И все почему-то поверили в это жуткое предсказание. Кондаков потянулся было за кусочком хлеба, лежавшим на серебряном подносике, но отдернул руку: это был единственный кусочек.

— Кушайте, Никодим Павлович! — стала просить Вера. — У нас мука есть.

Кондаков помедлил, но, кивнув благодарно, стал по крошке отламывать хлеб и класть в рот, тщетно пытаясь скрыть лютый голод.

— Увы, — выдохнул он, — француз прав. Вы люди молодые, меня переживете. И вспомните меня лет через двадцать пять: Россия погрузится в кромешную тьму. Болеют не только люди, болеют народы. Большевики — это наша болезнь, и болезнь тяжелая, лихорадочная, трудноизлечимая. Мы ее получили за наше российское благодушие, за неумение дорожить теми огромными благами, которые послал нашему народу Господь. — Он закрыл глаза, осенил себя крестным знамением и воззвал: — Отец Небесный, пошли нам исцеление…

— Кто же исцелит нас? — спросил Нилус.

— Мишле говорит: спасение придет из-за моря.

Бунин кисло усмехнулся:

— Значит, доктор — иностранец?

— Да, значит, этот доктор — иностранец. И не надо от этого падать в обморок. Мы столетиями, как чумы, боялись иноземцев. Их не надо бояться. Их надо приручать. Пусть служат России. Это понимал Петр Первый. Он сумел заставить иностранцев и их капиталы служить на благо своей державы.

Бунин улыбнулся:

— Я все-таки верю в самобытное развитие России. Но у Мишле есть единомышленники. Помню первые дни марта прошлого года в Москве. Банки еще выдавали вкладчикам деньги.

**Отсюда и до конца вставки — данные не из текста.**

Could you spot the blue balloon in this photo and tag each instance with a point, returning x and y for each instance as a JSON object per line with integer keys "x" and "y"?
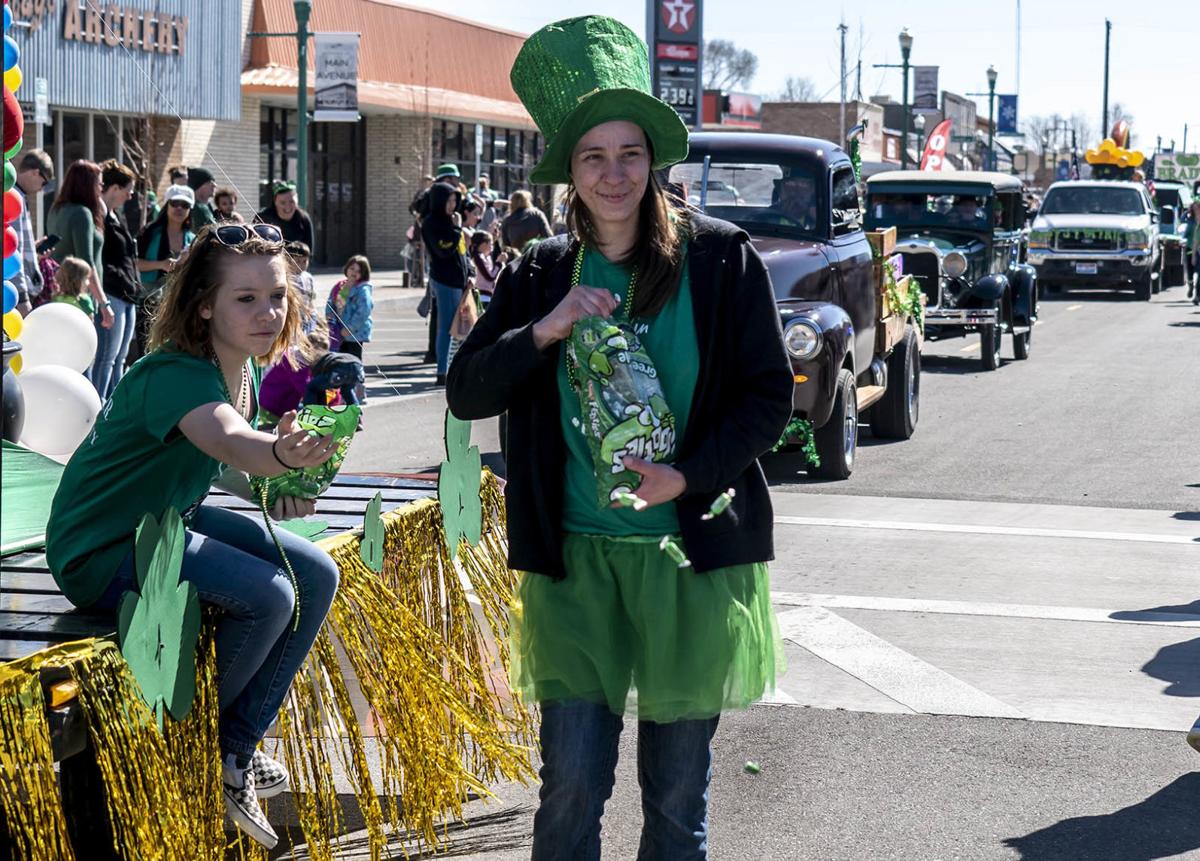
{"x": 11, "y": 53}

Я проходил Ильинкой, там у банка густая толпа ждет. Тут же газетчик вечернюю газету предлагает:

— Купите, господин! Хорошие новости…

— Николай на трон вернулся?

— Нет, немцы Харьков взяли.

— Что же в этом хорошего?

— Эх, барин, лучше черти, чем Ленин. Это я вам точно говорю.

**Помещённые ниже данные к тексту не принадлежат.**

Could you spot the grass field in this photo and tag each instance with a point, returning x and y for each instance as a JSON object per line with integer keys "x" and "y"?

Вера заварила крепкий чай и заботливо разливала его мужу и гостям. Редко вмешивавшаяся в споры, на этот раз вставила слово:

— Не пойму, чего мы все ждем в Одессе? Пока большевики опять вернутся? Уехали бы, попутешествовали по свету. Хоть в том же Константинополе перезимовать, а к весне большевиков окончательно разобьют, вот и вернемся по домам.